Le label CGEM décerné l’été prochain

Des avantages douaniers, sociaux et des facilités de formation seront octroyés aux entreprises bénéficiaires.

C’est en juin prochain que les entreprises souhaitant décrocher le label CGEM pourront déposer leur demande, selon Abdelmalek Kettani, président de la commission label, instituée avec l’arrivée de la nouvelle équipe, en juin dernier. «Nous n’avons pas fixé de chiffres à atteindre car nous privilégions une approche qualitative dans notre démarche d’octroi de ce label. En tout état de cause, cette démarche vise, et je crois c’est en partie le rôle de notre confédération, à essayer de tirer vers le haut les entreprises nationales afin de contribuer à les mettre au diapason des meilleures pratiques à l’échelle internationale. Le but n’est pas d’avoir le label CGEM, mais de s’imprégner des valeurs de la RSE, responsabilité sociale de l’entreprise».

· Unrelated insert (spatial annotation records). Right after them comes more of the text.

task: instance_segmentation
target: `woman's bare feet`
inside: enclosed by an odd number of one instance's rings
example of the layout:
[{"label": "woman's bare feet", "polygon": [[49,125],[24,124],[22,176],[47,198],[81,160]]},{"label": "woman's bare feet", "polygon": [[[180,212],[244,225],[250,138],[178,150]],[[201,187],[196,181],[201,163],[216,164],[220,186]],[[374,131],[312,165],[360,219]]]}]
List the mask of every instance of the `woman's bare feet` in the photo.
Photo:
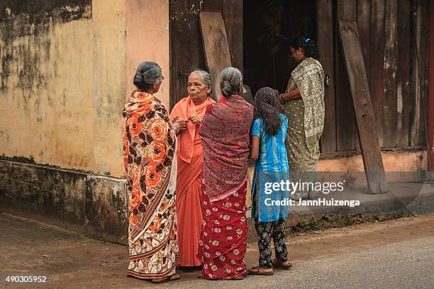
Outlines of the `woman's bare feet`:
[{"label": "woman's bare feet", "polygon": [[167,276],[167,277],[156,278],[154,278],[154,279],[150,279],[150,281],[152,283],[153,283],[159,284],[159,283],[162,283],[175,281],[177,280],[179,280],[180,278],[181,278],[181,276],[179,276],[179,274],[177,274],[175,273],[172,274],[172,275],[170,275],[169,276]]}]

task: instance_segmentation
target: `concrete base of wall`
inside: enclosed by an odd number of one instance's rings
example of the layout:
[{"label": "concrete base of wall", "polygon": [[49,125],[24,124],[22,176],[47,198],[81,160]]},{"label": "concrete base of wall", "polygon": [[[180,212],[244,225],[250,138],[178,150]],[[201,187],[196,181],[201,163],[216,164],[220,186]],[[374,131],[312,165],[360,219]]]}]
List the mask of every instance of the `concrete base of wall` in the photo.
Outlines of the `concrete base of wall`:
[{"label": "concrete base of wall", "polygon": [[0,210],[127,244],[126,182],[0,160]]}]

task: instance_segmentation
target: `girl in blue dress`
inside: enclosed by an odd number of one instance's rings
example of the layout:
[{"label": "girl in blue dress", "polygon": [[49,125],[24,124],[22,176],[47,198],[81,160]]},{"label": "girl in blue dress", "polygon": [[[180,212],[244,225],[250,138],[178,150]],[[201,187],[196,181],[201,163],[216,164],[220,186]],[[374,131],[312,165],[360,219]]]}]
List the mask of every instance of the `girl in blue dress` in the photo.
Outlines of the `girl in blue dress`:
[{"label": "girl in blue dress", "polygon": [[[257,233],[259,266],[249,270],[252,275],[273,275],[273,266],[284,269],[292,265],[288,261],[285,243],[287,205],[272,205],[283,200],[289,193],[272,190],[266,183],[280,183],[289,178],[285,140],[288,120],[277,97],[279,92],[264,87],[255,96],[255,120],[252,125],[250,158],[256,160],[252,186],[252,217]],[[286,196],[287,195],[287,196]],[[272,260],[271,239],[274,242],[276,259]]]}]

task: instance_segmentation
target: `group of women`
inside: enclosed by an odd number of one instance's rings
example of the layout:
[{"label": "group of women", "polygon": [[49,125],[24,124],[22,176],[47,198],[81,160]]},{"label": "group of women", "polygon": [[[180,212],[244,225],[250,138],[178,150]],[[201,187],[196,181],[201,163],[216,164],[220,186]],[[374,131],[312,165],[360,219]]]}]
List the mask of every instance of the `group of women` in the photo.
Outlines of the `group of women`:
[{"label": "group of women", "polygon": [[[206,279],[240,280],[247,273],[272,275],[272,267],[291,268],[284,235],[287,210],[261,210],[257,176],[316,169],[324,108],[316,48],[310,39],[299,38],[290,52],[298,66],[286,91],[260,89],[255,108],[242,96],[241,72],[228,67],[221,74],[218,102],[211,98],[209,74],[196,70],[188,78],[188,96],[169,115],[154,96],[163,80],[161,68],[150,62],[139,65],[137,90],[125,106],[123,123],[128,276],[163,283],[179,278],[175,268],[181,266],[201,267]],[[259,266],[247,270],[249,157],[257,159],[252,216],[260,256]]]}]

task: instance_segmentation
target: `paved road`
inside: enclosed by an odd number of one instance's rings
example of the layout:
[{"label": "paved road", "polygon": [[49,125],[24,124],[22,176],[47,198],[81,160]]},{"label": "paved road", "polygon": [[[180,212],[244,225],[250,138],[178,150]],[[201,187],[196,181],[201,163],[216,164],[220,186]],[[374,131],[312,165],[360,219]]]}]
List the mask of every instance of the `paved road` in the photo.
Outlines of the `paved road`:
[{"label": "paved road", "polygon": [[434,237],[298,262],[273,276],[179,282],[177,288],[434,288]]},{"label": "paved road", "polygon": [[[126,277],[128,248],[28,219],[0,214],[0,288],[434,288],[434,214],[305,232],[288,239],[289,271],[241,281],[199,280],[179,271],[155,286]],[[257,263],[249,244],[247,266]],[[6,276],[47,276],[6,284]]]}]

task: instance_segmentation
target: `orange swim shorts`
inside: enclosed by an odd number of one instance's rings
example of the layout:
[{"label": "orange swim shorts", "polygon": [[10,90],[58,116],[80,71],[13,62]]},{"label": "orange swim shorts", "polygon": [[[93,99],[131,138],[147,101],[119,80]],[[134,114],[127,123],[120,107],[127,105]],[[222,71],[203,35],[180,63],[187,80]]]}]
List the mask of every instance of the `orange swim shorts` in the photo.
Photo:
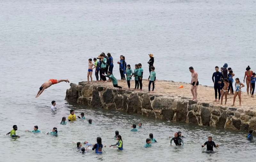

Qui peut aspirer à ce label et quelles sont les conditions requises pour le décrocher ? Selon M. Kettani, toutes les entreprises adhérentes à la CGEM, à jour de leur cotisation, peuvent se porter candidates pour l’obtention du label. «Il est cependant clair que ce label ne sera décerné qu’après un audit RSE qui sera effectué par un cabinet indépendant accrédité par la CGEM». Les frais de cet audit seront à la charge de l’entreprise bénéficiaire. Pour les responsables de la CGEM, la gouvernance responsable est une composante du capital social. «Elle consolide la cohésion, l’efficience, la réputation, la sécurité juridique, la transparence, la sécurité des opérations sur les marchés… Négliger ses responsabilités sociales peut coûter cher à l’entreprise», souligne le président de la commission label.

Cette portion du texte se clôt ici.